The last three pictures were taken at Tashi Choling on the specially planned formal "puja" dedication in celebration of the coming of the solar energy lighting system. To the right is a picture of the main assembly hall with statues glistening under faint blue solar light. Such services have always performed in the dark interior of the hall, but now people can see everything from the Buddhas on down to every decorative details of the interior and, of course, the presiding Lamas.

Exactly the same thing is beginning to happen to the educational environment at the temple. The elimination of darkness and fumes will help the local youngsters learn how to read and write without fear of impairing eyesight.

To the left is the scene of the dedication service. The Choling's high Lama and his followers are at the right chanting sutra while the Choling Long Dung Chen musical horns trumpet religious music.

Numerous Tibetan Buddhist monasteries like this are scattered across the foothills of the Himalayas from Tibet, across the entire range through Nepal, Bhutan, and the northern sections of India, crisscrossing modern national boundaries in peaceful cohabitation with other religions and cultures.

The participation by Mr. N. Tamura in this Nepal project of the Virtual Foundation USA/Japan marks the long awaited beginning of a new Internet philanthropy in Asia, which is based on the premise that the donors come in and maintain direct contact and communication with the beneficiaries. This will ensure not only the effectiveness and success of the projects they get involved, but also promise the growth and deepening of mutual understanding and respect amongst all peoples of the world as we move into the 21st century.

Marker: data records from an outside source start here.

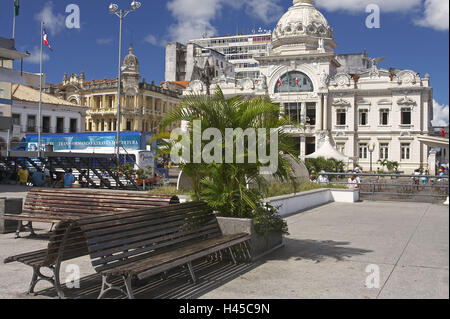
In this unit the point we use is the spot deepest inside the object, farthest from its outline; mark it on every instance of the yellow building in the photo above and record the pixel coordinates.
(143, 105)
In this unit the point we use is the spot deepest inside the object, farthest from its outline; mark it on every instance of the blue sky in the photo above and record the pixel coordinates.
(413, 33)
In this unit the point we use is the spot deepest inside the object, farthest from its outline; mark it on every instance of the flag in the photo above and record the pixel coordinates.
(46, 42)
(16, 7)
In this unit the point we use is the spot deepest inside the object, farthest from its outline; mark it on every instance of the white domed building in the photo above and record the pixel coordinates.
(347, 101)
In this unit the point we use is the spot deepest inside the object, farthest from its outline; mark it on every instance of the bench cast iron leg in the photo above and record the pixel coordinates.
(232, 255)
(106, 287)
(54, 280)
(127, 280)
(191, 272)
(20, 226)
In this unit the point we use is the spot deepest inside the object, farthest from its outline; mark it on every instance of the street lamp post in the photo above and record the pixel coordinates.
(121, 14)
(371, 150)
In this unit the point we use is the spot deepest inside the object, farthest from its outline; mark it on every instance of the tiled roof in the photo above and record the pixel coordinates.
(26, 93)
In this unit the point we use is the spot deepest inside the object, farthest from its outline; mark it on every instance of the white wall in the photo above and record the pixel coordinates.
(53, 111)
(295, 203)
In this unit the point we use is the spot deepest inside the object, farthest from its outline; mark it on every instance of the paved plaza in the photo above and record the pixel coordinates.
(326, 255)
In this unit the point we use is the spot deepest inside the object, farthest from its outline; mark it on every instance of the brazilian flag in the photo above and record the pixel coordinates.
(16, 7)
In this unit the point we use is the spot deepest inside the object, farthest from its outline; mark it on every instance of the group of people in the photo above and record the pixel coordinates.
(39, 178)
(322, 180)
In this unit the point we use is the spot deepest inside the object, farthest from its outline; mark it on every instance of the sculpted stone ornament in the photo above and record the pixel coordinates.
(374, 72)
(196, 86)
(324, 80)
(321, 47)
(406, 77)
(262, 82)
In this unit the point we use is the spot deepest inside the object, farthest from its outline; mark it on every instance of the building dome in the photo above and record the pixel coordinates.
(131, 62)
(302, 23)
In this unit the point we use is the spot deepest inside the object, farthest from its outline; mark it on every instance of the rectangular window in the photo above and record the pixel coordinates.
(31, 123)
(363, 151)
(384, 151)
(73, 125)
(406, 151)
(384, 117)
(341, 117)
(406, 116)
(16, 119)
(59, 125)
(311, 113)
(293, 112)
(364, 117)
(45, 124)
(341, 148)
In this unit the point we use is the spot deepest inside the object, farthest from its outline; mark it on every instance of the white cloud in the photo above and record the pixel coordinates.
(436, 15)
(427, 13)
(355, 6)
(104, 41)
(440, 114)
(35, 56)
(152, 40)
(194, 16)
(54, 23)
(265, 10)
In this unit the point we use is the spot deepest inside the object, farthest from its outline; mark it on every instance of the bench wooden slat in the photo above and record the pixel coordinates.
(55, 205)
(177, 254)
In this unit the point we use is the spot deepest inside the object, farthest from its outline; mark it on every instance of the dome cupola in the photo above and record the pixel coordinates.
(131, 62)
(303, 25)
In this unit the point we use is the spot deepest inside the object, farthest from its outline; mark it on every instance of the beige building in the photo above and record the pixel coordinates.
(143, 105)
(348, 100)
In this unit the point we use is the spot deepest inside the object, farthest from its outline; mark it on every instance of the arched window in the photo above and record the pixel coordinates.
(294, 81)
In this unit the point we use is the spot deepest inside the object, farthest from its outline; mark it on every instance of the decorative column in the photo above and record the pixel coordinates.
(319, 115)
(432, 162)
(325, 113)
(303, 113)
(302, 147)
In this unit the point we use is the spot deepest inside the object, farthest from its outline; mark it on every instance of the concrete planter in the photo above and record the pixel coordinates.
(295, 203)
(9, 206)
(259, 245)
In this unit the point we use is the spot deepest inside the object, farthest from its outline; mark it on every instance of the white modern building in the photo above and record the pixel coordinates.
(8, 54)
(240, 50)
(188, 62)
(58, 115)
(365, 111)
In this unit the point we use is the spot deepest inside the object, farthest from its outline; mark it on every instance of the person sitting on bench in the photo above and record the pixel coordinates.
(69, 179)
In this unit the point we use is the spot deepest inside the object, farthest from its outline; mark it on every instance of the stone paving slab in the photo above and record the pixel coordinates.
(325, 256)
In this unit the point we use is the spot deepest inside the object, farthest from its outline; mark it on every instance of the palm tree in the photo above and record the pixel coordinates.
(234, 189)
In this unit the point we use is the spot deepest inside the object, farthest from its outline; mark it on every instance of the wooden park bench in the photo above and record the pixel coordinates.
(57, 205)
(144, 243)
(66, 242)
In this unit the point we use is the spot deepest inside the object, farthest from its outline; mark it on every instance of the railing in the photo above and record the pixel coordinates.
(399, 186)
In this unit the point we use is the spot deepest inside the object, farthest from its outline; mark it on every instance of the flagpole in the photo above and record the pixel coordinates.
(40, 94)
(14, 24)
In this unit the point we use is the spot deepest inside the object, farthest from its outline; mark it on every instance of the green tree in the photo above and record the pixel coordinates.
(236, 189)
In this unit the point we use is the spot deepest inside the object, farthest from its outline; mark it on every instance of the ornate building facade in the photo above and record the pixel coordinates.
(364, 111)
(143, 105)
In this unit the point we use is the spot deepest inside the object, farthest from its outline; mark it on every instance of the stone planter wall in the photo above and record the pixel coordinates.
(295, 203)
(259, 245)
(9, 206)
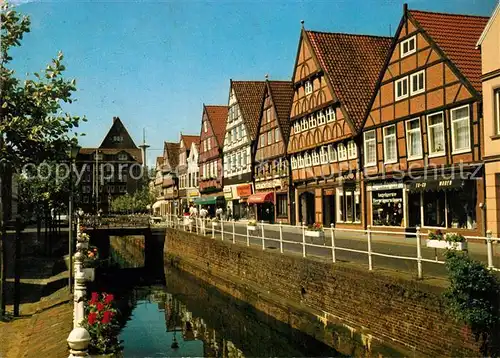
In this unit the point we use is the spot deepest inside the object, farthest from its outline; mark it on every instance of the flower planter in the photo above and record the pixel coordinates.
(442, 244)
(314, 233)
(89, 273)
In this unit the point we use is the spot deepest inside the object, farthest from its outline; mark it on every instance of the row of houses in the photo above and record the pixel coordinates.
(396, 131)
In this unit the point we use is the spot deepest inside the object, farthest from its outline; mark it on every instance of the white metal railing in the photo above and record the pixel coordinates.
(256, 235)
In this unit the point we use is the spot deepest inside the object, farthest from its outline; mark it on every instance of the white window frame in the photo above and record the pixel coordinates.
(409, 52)
(331, 116)
(433, 154)
(386, 137)
(352, 150)
(453, 123)
(396, 88)
(341, 152)
(419, 90)
(496, 109)
(321, 118)
(308, 87)
(366, 142)
(408, 144)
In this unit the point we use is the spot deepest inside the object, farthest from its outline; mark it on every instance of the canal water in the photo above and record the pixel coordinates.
(179, 316)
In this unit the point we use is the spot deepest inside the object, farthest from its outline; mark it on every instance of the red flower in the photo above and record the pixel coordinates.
(95, 298)
(109, 298)
(92, 318)
(107, 317)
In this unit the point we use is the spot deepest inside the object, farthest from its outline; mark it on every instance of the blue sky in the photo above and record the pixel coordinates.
(154, 63)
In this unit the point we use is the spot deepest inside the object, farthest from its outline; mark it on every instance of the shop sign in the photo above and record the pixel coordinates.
(386, 186)
(244, 190)
(228, 193)
(389, 196)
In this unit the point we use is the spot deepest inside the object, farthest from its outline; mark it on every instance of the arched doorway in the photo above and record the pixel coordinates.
(306, 208)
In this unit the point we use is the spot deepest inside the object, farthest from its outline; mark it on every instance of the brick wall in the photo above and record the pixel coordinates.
(351, 304)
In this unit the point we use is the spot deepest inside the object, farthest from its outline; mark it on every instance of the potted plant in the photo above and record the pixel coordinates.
(451, 240)
(102, 324)
(252, 225)
(315, 230)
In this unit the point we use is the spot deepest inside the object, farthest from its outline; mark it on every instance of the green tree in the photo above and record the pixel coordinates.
(33, 125)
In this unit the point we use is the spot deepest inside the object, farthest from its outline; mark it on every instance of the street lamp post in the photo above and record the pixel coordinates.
(72, 153)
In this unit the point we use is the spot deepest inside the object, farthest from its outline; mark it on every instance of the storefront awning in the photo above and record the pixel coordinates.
(260, 198)
(434, 185)
(209, 200)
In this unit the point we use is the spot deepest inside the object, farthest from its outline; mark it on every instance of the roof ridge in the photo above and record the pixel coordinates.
(448, 13)
(348, 34)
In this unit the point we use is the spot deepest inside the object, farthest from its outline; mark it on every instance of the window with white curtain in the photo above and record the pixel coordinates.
(341, 152)
(370, 145)
(435, 133)
(332, 153)
(352, 150)
(323, 155)
(330, 114)
(460, 129)
(320, 116)
(390, 147)
(413, 139)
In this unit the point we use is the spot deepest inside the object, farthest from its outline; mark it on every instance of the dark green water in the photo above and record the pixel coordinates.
(202, 320)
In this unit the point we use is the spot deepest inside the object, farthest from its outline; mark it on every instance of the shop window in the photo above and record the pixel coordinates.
(332, 153)
(323, 155)
(460, 128)
(370, 144)
(330, 114)
(435, 125)
(341, 152)
(390, 148)
(348, 205)
(352, 150)
(417, 81)
(413, 139)
(387, 207)
(401, 88)
(407, 47)
(282, 205)
(496, 97)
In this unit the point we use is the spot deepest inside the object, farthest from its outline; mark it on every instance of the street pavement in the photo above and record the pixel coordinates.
(385, 244)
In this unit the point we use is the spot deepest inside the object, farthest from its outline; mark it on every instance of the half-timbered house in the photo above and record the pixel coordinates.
(245, 101)
(422, 137)
(213, 129)
(334, 77)
(271, 168)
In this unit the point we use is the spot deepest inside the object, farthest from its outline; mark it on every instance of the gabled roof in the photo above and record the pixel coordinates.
(496, 13)
(249, 95)
(217, 116)
(456, 35)
(189, 139)
(135, 153)
(281, 93)
(171, 150)
(352, 64)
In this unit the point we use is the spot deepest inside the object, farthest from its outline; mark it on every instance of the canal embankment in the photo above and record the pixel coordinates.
(340, 304)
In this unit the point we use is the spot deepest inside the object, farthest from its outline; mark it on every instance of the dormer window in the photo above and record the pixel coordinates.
(408, 46)
(308, 87)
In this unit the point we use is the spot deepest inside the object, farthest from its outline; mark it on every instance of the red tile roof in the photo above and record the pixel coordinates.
(136, 154)
(352, 64)
(190, 139)
(249, 95)
(456, 35)
(217, 116)
(282, 96)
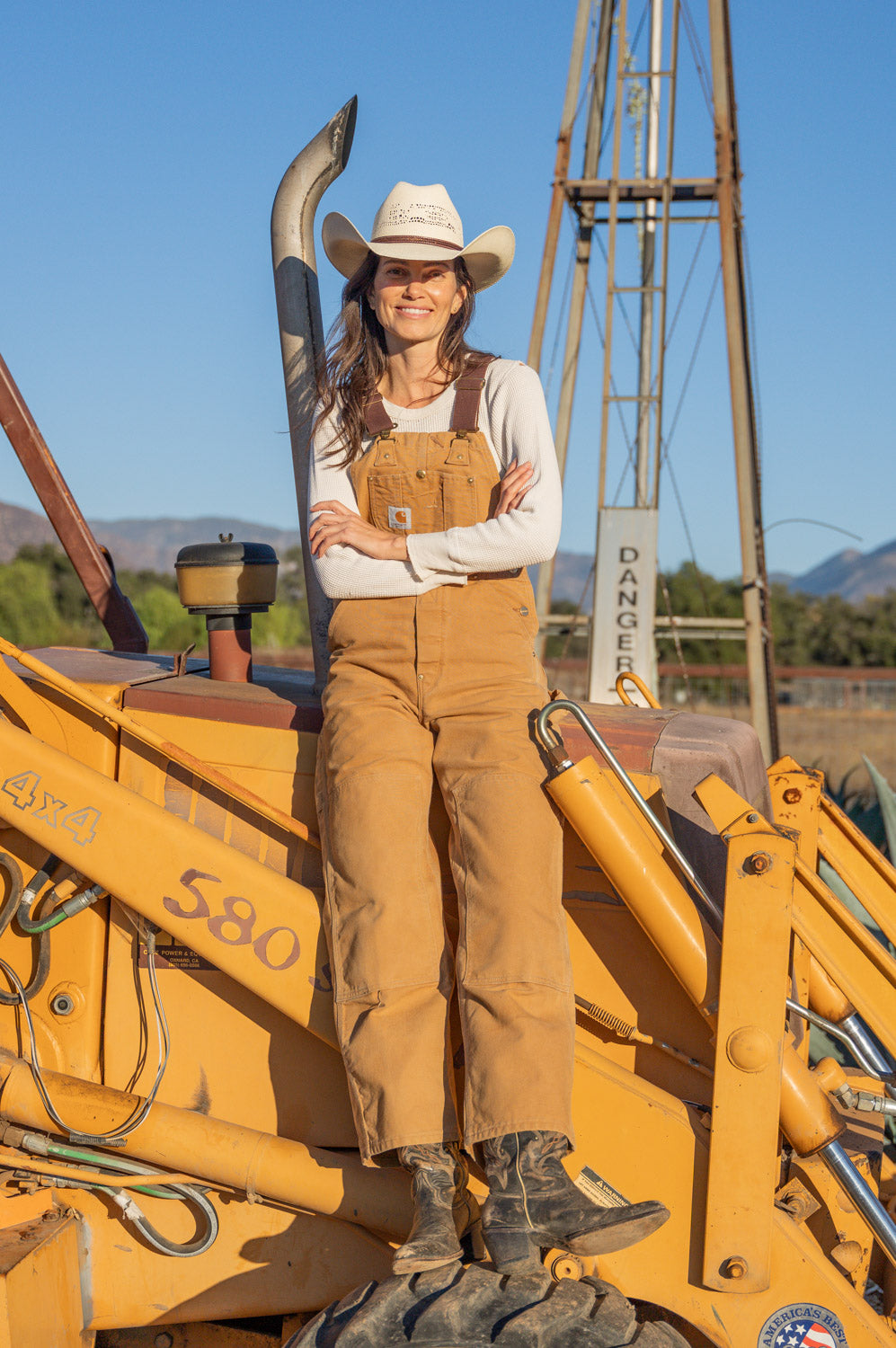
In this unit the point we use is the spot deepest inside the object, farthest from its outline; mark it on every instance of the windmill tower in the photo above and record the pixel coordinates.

Virtual Foundation needs more donors like Mr. N. Tamura. Interested parties are asked to contact VF Japan by:

Sending e-mails to, or just call
Tokyo telephone: 042-381-7688, or use
Fax: 042-381-7692

Model United Nations Club Students Join the Virtual Foundation

Students at the Chenango Forks High School Model United Nations Club (near Binghamton, New York) have decided to use delegate fees they receive from running a one-day Model UN conference to fund a Virtual Foundation project. Model United Nations is a program designed for secondary school and college students who are interested in current events and world issues. At conferences, students take the positions of different countries, debating and then voting on resolutions to address topics of concern to their nations.

Club officers at Chenango Forks were intrigued by the idea of doing something to address world problems as well as debating about them. Members of the Economic and Social Council at the conference will debate and then vote, choosing from Virtual Foundation projects under $1000 which are currently unfunded. They will then present their decision to the entire conference during the closing plenary session.

There are five committees at the conference: Economic and Social Council, Security Council, International Court of Justice, and Legal and Political Committee. Over 100 students from 8 schools in the Central New York State region are planning to attend.

Chenango Forks Model UN sponsorship of an entire Virtual Foundation project is made possible with a partial matching grant from the Open Society Institute.

Children Adopt Trees in China

"I will care about this tree just as my parents care about me." stated Zhou Xiaolu, a student of Kexing Experiment Middle School. She is one of the volunteers from two colleges and three middle schools who are now tending trees with tools bought by a Virtual Foundation grant.

The trees are part of a stand of more than 21,000 acres of trees which had been planted in a park near Beijing. Financial difficulties had prevented the trees from getting care they needed. To encourage the trees to grow quickly and become healthy, the Friends of Nature in Beijing decided to recruit volunteers to tend the trees. The group knew that there were schoolchildren interested in volunteering, but they needed to buy tools. So they worked through a local partner to place a proposal on the Virtual Foundation.

Esther Schmidt, a long-time volunteer tree planter in New York City, funded this proposal, named "Adopt Trees". She is now exchanging correspondence with the project organizers, and has received news clippings and photographs. One of the photographs (above) shows children working on the trees with the new tools.